No longer a newcomer
No longer a newcomer
Hello all!
I rarely post. I guess I'm as introverted on line as I am in real life, lol.
I marked 3.5 years sober in July and I'm stunned at how my life has turned about since then.
My aunt passed away 12/2010. She was alcoholic like the vast majority of my family and died of esophogeal cancer at 78. She was very generous to her nieces and nephew, of which I was the youngest niece. Just the other day I realized that my alcoholic aunt saved me from my own alcoholism.
Because of her generosity, I went back to college at 48 years old to get my AA in my chosen field, a pursuit that was derailed many years before because of my drinking.
I finished my AA in 14 months, working part time in a project manager position (not my degree) and really just starting to get myself to together although I was probably drinking more.
Christmas rolled around 4 months after graduating and I got blackout drunk at the family celebration and banged up my car. I decided then I needed to stop with the wine. I made it a couple weeks and was at my boss' house to notarize something for her and had a glass of wine. I would not put it down until it was gone. I really knew then that I Was out of control and if I continued I'd be dead within a few years. That was 1/30/2013 and I haven't picked up since.
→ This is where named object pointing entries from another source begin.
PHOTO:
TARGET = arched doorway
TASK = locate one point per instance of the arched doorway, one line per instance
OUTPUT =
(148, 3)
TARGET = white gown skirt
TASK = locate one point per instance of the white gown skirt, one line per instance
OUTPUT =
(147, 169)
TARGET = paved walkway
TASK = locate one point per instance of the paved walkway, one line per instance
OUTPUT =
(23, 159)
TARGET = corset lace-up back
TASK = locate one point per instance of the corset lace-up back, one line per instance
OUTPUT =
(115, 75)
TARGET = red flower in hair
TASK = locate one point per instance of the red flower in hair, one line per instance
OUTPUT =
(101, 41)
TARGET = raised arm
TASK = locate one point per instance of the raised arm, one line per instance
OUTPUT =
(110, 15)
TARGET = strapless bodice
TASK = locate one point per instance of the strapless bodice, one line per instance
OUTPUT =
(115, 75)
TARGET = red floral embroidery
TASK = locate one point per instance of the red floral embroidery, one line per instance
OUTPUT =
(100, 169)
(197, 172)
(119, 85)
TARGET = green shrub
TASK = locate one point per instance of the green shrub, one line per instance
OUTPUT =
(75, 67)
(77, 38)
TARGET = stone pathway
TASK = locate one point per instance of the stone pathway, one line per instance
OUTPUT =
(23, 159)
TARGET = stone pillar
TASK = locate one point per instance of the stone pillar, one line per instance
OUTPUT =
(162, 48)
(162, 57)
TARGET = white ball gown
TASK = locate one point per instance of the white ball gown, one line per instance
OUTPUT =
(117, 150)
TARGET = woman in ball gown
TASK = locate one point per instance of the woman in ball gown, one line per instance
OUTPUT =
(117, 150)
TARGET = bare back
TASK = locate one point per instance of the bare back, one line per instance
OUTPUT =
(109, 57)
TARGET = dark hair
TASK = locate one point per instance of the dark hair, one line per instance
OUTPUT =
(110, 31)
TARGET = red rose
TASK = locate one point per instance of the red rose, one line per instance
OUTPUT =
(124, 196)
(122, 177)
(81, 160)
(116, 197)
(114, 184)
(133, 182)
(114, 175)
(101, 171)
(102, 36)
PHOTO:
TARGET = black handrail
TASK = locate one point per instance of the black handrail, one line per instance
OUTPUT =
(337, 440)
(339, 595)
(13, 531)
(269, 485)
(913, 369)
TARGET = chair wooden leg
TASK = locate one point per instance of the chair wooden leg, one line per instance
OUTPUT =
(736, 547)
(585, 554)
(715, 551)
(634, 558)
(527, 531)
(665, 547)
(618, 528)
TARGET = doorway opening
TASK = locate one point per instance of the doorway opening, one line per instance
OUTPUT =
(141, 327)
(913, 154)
I plugged away at the part time job not really doing anything with my certificate, was just trying to adjust to my new normal. In May 2014 I decided it was time to find something in my field. With no experience I couldn't even get an interview so I took an entry level position.
It was challenging and I know if I had still been drinking I wouldn't have gotten very far but just this past month, I was able to get a promotion, with a large raise.
I'm under a bit of stress right now due to the new job responsibilities, I'm also moving to a new apartment next week and in the midst of training for a marathon on October 9. But I don't want to drink. I've been craving cigarettes more. I had quit smoking a year before getting sober.
My life has done a 180 from just 5 years ago. I never thought I could get here. I'm happy, I've not had one bout of depression since I've quit drinking and I've never been healthier.
I've rambled a bit. I know getting and staying sober sucks and it doesn't seem that anything will ever get better; it does! May not happen on our timeline but it WILL happen.
I rarely post. I guess I'm as introverted on line as I am in real life, lol.
I marked 3.5 years sober in July and I'm stunned at how my life has turned about since then.
My aunt passed away 12/2010. She was alcoholic like the vast majority of my family and died of esophogeal cancer at 78. She was very generous to her nieces and nephew, of which I was the youngest niece. Just the other day I realized that my alcoholic aunt saved me from my own alcoholism.
Because of her generosity, I went back to college at 48 years old to get my AA in my chosen field, a pursuit that was derailed many years before because of my drinking.
I finished my AA in 14 months, working part time in a project manager position (not my degree) and really just starting to get myself to together although I was probably drinking more.
Christmas rolled around 4 months after graduating and I got blackout drunk at the family celebration and banged up my car. I decided then I needed to stop with the wine. I made it a couple weeks and was at my boss' house to notarize something for her and had a glass of wine. I would not put it down until it was gone. I really knew then that I Was out of control and if I continued I'd be dead within a few years. That was 1/30/2013 and I haven't picked up since.
I plugged away at the part time job not really doing anything with my certificate, was just trying to adjust to my new normal. In May 2014 I decided it was time to find something in my field. With no experience I couldn't even get an interview so I took an entry level position.
It was challenging and I know if I had still been drinking I wouldn't have gotten very far but just this past month, I was able to get a promotion, with a large raise.
I'm under a bit of stress right now due to the new job responsibilities, I'm also moving to a new apartment next week and in the midst of training for a marathon on October 9. But I don't want to drink. I've been craving cigarettes more. I had quit smoking a year before getting sober.
My life has done a 180 from just 5 years ago. I never thought I could get here. I'm happy, I've not had one bout of depression since I've quit drinking and I've never been healthier.
I've rambled a bit. I know getting and staying sober sucks and it doesn't seem that anything will ever get better; it does! May not happen on our timeline but it WILL happen.
Well, I wish you would post more often 2blackkittehs - that was very helpful & encouraging. Congratulations on all the great changes in your life. I'm so happy you've turned everything around.